15 Novembre 36. Les efforts à faire sont infinis et presque sans espérance, mais croire enfin qu’une vérité existe, qu’elle est là, que l’on marche vers elle, est assez. Je comprends maintenant que le bonheur n’était rien, que les éblouissements de l’amour et de l’art n’étaient que d’agréables trompe-l’œil (il faudrait dire trompe-l’âme) suscités par un organisme avide de se manifester. Je constate que mon subconscient a vécu malgré moi comme un trésor au fond d’une cave. Il fallait bien vivre d’abord longtemps, longtemps, selon les lois habituelles…


20 Novembre 36. Une des plus grandes vertus de Gurdjieff est d’avoir su rendre accessible à l’entendement humain les vérités les plus impossibles à concevoir pour le cerveau de l’homme.


Fin Novembre 36. Après le dîner, il joue. Spectacle unique — Gurdjieff jouant sur son petit orgue. On voit la musique « passer » par lui. Il exécute, il n’est pas l’exécutant. Il est directement le moyen d’expression d’un « penser impersonnel » — serviteur parfait d’une idée. On voit vivre un homme — un cercle. On entend un langage qui emprunte à l’art son essence même pour s’ajuster exactement à une forme qu’il veut communiquer. Et quel regard extraordinaire — la richesse de son sourire — richesse de bonté, richesse de vérité.

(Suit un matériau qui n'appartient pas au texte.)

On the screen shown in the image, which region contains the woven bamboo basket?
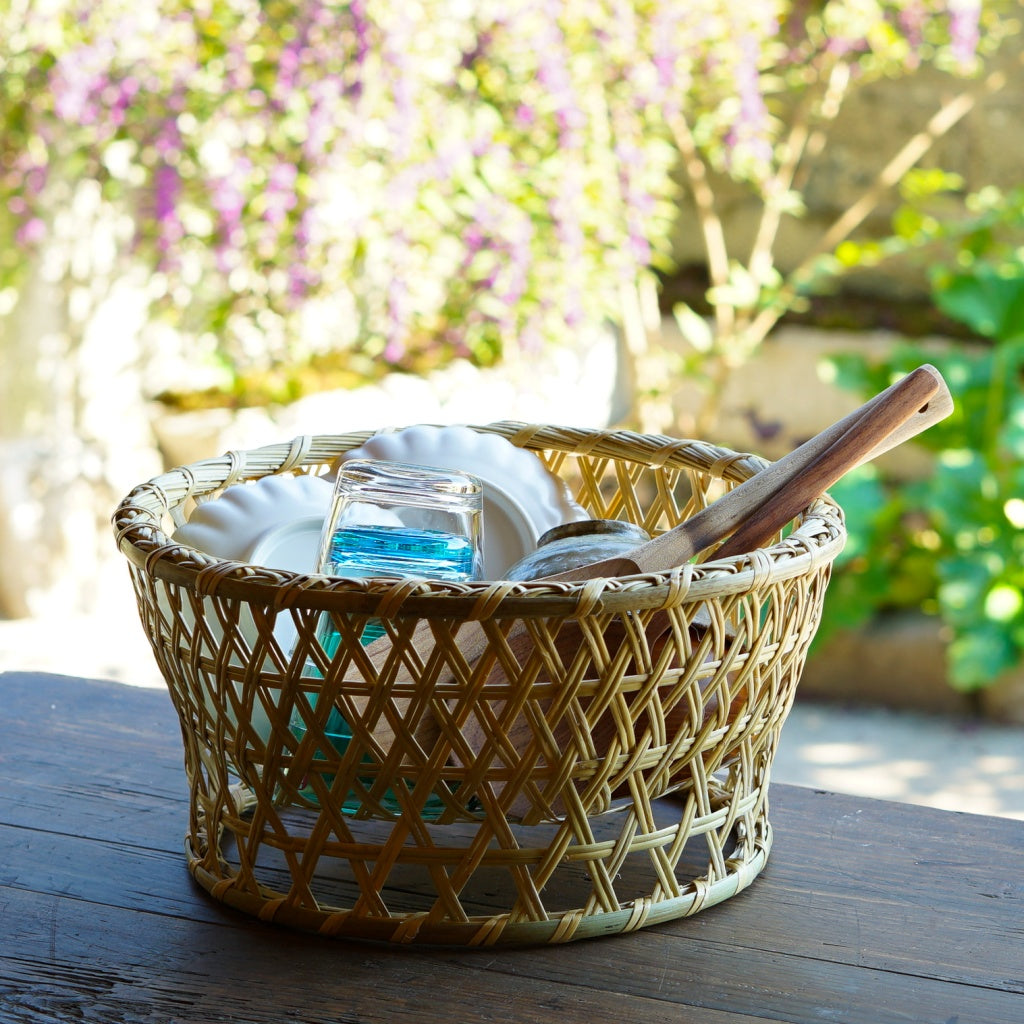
[114,423,845,946]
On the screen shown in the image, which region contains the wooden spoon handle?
[626,365,952,574]
[712,367,942,558]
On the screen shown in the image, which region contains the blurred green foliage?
[817,174,1024,690]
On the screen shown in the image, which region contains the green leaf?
[947,624,1021,690]
[935,264,1024,340]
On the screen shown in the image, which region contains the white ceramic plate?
[244,515,325,572]
[174,475,334,572]
[335,426,589,580]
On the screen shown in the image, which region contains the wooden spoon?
[329,365,952,751]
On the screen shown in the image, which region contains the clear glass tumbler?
[291,460,483,819]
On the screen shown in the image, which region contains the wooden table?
[0,672,1024,1024]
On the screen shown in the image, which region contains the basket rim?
[112,420,846,620]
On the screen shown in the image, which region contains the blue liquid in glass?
[292,525,476,821]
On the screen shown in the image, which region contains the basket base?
[185,787,772,946]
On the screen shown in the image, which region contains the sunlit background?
[0,0,1024,811]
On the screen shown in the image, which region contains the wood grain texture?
[0,673,1024,1024]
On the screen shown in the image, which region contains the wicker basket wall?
[114,423,845,945]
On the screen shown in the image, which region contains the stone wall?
[673,37,1024,299]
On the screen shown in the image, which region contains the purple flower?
[949,0,981,68]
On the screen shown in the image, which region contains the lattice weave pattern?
[114,423,845,945]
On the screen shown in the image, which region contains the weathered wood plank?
[0,673,1024,1024]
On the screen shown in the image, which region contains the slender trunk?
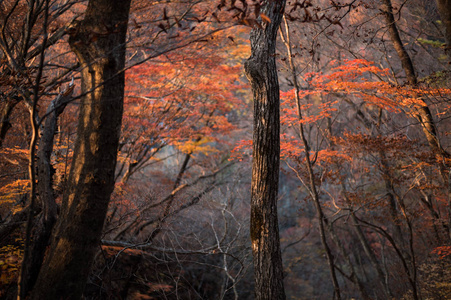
[244,0,285,300]
[437,0,451,58]
[17,0,49,300]
[282,18,341,299]
[0,100,19,148]
[31,0,131,299]
[21,87,73,295]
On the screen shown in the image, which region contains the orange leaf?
[260,14,271,23]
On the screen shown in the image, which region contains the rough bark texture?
[0,99,19,147]
[244,0,285,300]
[437,0,451,56]
[31,0,130,299]
[21,88,72,295]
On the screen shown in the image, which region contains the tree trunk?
[244,0,285,300]
[31,0,130,299]
[20,86,73,296]
[437,0,451,57]
[0,99,19,147]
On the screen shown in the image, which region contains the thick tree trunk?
[244,0,285,300]
[31,0,130,299]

25 Décembre 36. Réunion extraordinaire chez Gurdjieff. Autre âge — patriarche distribuant des trésors. Le petit appartement est plein — beaucoup de gens de sa famille, des amis de la famille, le concierge et sa famille, d’anciens vieux domestiques. L’arbre de Noël trop grand, trop haut, est plié contre le plafond et ses étoiles retombent.